# Challenge : predict conversions 🏆🏆

This is the template that shows the different steps of the challenge. In this notebook, all the training/predictions steps are implemented for a very basic model (logistic regression with only one variable). Please use this template and feel free to change the preprocessing/training steps to get the model with the best f1-score ! May the force be with you 🧨🧨  

**For a detailed description of this project, please refer to *02-Conversion_rate_challenge.ipynb*.**

# Import libraries

In [3]:
import pandas as pd
import numpy as np

from sklearn.model_selection import train_test_split
from sklearn.impute import SimpleImputer
from sklearn.preprocessing import StandardScaler, OneHotEncoder
from sklearn.compose import ColumnTransformer
from sklearn.linear_model import LogisticRegressionCV, LogisticRegression, PassiveAggressiveClassifier, Perceptron, RidgeClassifierCV, SGDClassifier
from sklearn.metrics import f1_score, confusion_matrix, ConfusionMatrixDisplay, RocCurveDisplay, classification_report
from sklearn.tree import DecisionTreeClassifier, plot_tree
from sklearn.ensemble import RandomForestClassifier
from sklearn.model_selection import GridSearchCV, cross_val_score
import seaborn as sns
import matplotlib.pyplot as plt
import plotly.express as px
import plotly.graph_objects as go
import plotly.io as pio


# Read file with labels

In [4]:
data = pd.read_csv('conversion_data_train.csv')
print('Set with labels (our train+test) :', data.shape)

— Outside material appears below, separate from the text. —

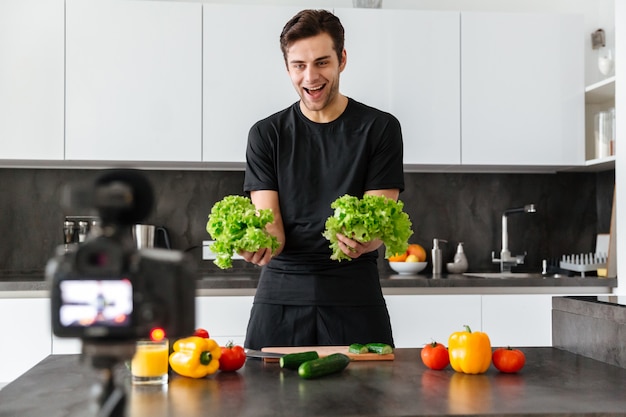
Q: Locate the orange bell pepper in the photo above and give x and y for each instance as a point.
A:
(470, 353)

Set with labels (our train+test) : (284580, 6)


data.head()
data.describe()
data.isna().sum()

* Il n'y a pas de valeurs manquantes : pas besoin d'imputation
* Pas besoin de label encoder
* new_user, country, source est catégorielle : mais pas besoin d'encoder
* age et pages visitées sont quantitatives : on doit les normaliser
* ATTENTION : outliers dans Age : 123 ans ! 

In [5]:
#filtrer que les ages < 90
data = data[data['age'] < 90]

# Explore dataset

# The dataset is quite big : you must create a sample of the dataset before making any visualizations !
data_sample = data.sample(10000)

In [None]:
# Visualize pairwise dependencies before taking out outliers
fig = px.scatter_matrix(data_sample)
fig.update_layout(
        title = go.layout.Title(text = "Bivariate analysis", x = 0.5), showlegend = False, 
            autosize=False, height=800, width = 800)
fig.show()

In [6]:
# pip install kaleido

# Preprocessing 
classification model as Y (target = conversion) is categorical ! 

In [7]:
# définition features :

features_list = ['country', 'age', 'new_user', 'source', 'total_pages_visited']
target_variable = 'converted'

X = data.loc[:, features_list]
Y = data.loc[:, target_variable]

print('Explanatory variables : ', X.columns)
print()

Explanatory variables :  Index(['country', 'age', 'new_user', 'source', 'total_pages_visited'], dtype='object')



In [8]:
data.head()

Unnamed: 0,country,age,new_user,source,total_pages_visited,converted
0,China,22,1,Direct,2,0
1,UK,21,1,Ads,3,0
2,Germany,20,0,Seo,14,1
3,US,23,1,Seo,3,0
4,US,28,1,Direct,3,0


for feature in ['age', 'new_user', 'total_pages_visited'] :
  X[feature + "_2"] = X[feature].apply(lambda x : x**2)
  X[feature + "_3"] = X[feature].apply(lambda x : x**3)
  X[feature + "_4"] = X[feature].apply(lambda x : x**4)


In [9]:
# Divide dataset Train set & Test set 
print("Dividing into train and test sets...")
X_train, X_test, Y_train, Y_test = train_test_split(X, Y, test_size=0.1, random_state=0, stratify = Y)
print("...Done.")
print()

Dividing into train and test sets...
...Done.



In [10]:
# Put here all the preprocessings
print("Encoding categorical features and standardizing numerical features...")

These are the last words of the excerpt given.